Each time they play, they’ll be told how many questions they answered in the time limit, with a corresponding grade, so they can keep trying to improve their results. They can also view the worldwide leaderboard, and see how they compare to kids around the world.

Best for complementing Maths Mastery

Lumio Farm Factor: Veggie Divide, £2.99, Apple

Many schools now teach maths using an approach called Maths Mastery, which involves using concrete objects to represent the figures in a calculation before moving on to using numbers. Veggie Divide is designed to tie in with this teaching method.

Your child has to solve problems by dragging vegetables into the correct boxes: for example, if the problem is 18/6, they must share 18 vegetables out equally into three boxes to arrive at the answer.

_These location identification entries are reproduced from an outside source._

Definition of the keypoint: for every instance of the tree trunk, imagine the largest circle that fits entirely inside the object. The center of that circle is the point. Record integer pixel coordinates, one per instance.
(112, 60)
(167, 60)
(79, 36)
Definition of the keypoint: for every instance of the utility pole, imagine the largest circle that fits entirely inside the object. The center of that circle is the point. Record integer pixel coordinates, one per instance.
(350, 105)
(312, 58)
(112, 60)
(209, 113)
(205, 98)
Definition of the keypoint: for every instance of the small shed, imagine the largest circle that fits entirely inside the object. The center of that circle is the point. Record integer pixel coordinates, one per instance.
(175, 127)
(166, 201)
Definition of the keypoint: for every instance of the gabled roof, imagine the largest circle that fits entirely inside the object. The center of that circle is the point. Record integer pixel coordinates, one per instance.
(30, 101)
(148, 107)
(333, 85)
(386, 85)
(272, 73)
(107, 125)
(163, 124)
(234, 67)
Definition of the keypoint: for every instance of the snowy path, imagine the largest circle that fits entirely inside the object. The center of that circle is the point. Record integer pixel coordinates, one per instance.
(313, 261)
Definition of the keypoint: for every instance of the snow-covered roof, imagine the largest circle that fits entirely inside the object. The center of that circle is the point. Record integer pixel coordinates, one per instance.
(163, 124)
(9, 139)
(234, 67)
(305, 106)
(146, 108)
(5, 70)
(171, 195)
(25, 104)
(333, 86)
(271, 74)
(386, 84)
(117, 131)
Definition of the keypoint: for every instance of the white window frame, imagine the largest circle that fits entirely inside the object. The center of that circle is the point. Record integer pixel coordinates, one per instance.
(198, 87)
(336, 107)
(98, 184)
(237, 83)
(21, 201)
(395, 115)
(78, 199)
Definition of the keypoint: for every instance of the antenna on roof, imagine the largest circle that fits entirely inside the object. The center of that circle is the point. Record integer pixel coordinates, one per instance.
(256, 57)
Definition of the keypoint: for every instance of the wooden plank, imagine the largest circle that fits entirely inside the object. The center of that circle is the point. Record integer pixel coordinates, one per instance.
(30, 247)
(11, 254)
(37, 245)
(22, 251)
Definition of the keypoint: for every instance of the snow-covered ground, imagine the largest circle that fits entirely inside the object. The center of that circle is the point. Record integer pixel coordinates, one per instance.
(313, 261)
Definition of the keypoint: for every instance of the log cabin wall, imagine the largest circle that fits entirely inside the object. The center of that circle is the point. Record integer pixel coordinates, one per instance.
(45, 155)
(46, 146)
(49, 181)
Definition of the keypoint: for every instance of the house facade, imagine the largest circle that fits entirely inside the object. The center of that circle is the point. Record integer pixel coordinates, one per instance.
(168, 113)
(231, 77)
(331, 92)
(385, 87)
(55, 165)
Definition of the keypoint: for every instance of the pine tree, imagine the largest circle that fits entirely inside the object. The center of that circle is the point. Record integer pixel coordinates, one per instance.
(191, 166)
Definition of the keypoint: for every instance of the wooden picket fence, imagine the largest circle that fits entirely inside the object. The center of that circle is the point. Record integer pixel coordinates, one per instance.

As they progress through the levels, they’ll work with greater numbers of veggies, be asked to find the missing digit in a problem, and practise division facts as the inverse of multiplication.

Your child is rewarded for solving problems by unlocking a comic strip story, scene by scene. There’s also a Mystery Multiplication section of the app, which will help them work on their multiplication skills using the same methods.

Best for gameplay

Carl Can Divide, 99p, Apple

Carl is a clever fish who wins the favour of his friend Amy by solving division problems. Each level focuses on one divisor (level one involves dividing by 10). As Carl swims across the screen, your child has to swipe the bubbles that contain numbers that are divisible by the given divisor.

If they swipe a wrong number, they attract predators such as sharks and jellyfish – and ultimately lose their life. And to make matters harder, the bubbles come faster as the level progresses. Your child earns points for every correct answer, with a goal to reach on each level. Reaching the goal earns Carl a prize from Amy for his fishbowl.

This is an addictive game that will help your child become more fluent with division without even noticing.

Best for building speed and fluency

Wipeout Wall (Multiplication & Division), 99p, Apple and Android

Wipeout Wall aims to help your child become faster at solving simple division problems by challenging them to beat their own best times.

The aim of the game is to break down the wall in the quickest time possible by knocking out the bricks that display the answer to a given division question. Your child can choose to practise with individual facts or groups of facts (such as divide by 2, 5 and 10), and there are 32 levels to work through.

The app records your child’s time at the end of each round, which they can then check on the top scores board. There’s also the option to play in multiplication mode.

Best for improving memory

Division Flashcard Match Games, £2.99, Apple and Android

This card game based app will help your child improve their all-round memory as well as their division skills. It involves turning over cards to find the equation and its matching answer; pick the wrong card and it will flip back over, encouraging your child to memorise the positions of the cards and try again.

There are various different gameplay modes, including a practice section and speed challenges. Your child can choose whether to match equations with the card that displays the right answer, or match cards displaying equations that have the same answer. There’s also a ‘Show Me’ option where all the cards appear face up, to make the game easier for younger children.

You can customise the game’s difficulty by selecting which divisors your child plays with, and they’re rewarded for their efforts with positive feedback and a fun balloon-popping game when they have completed a level.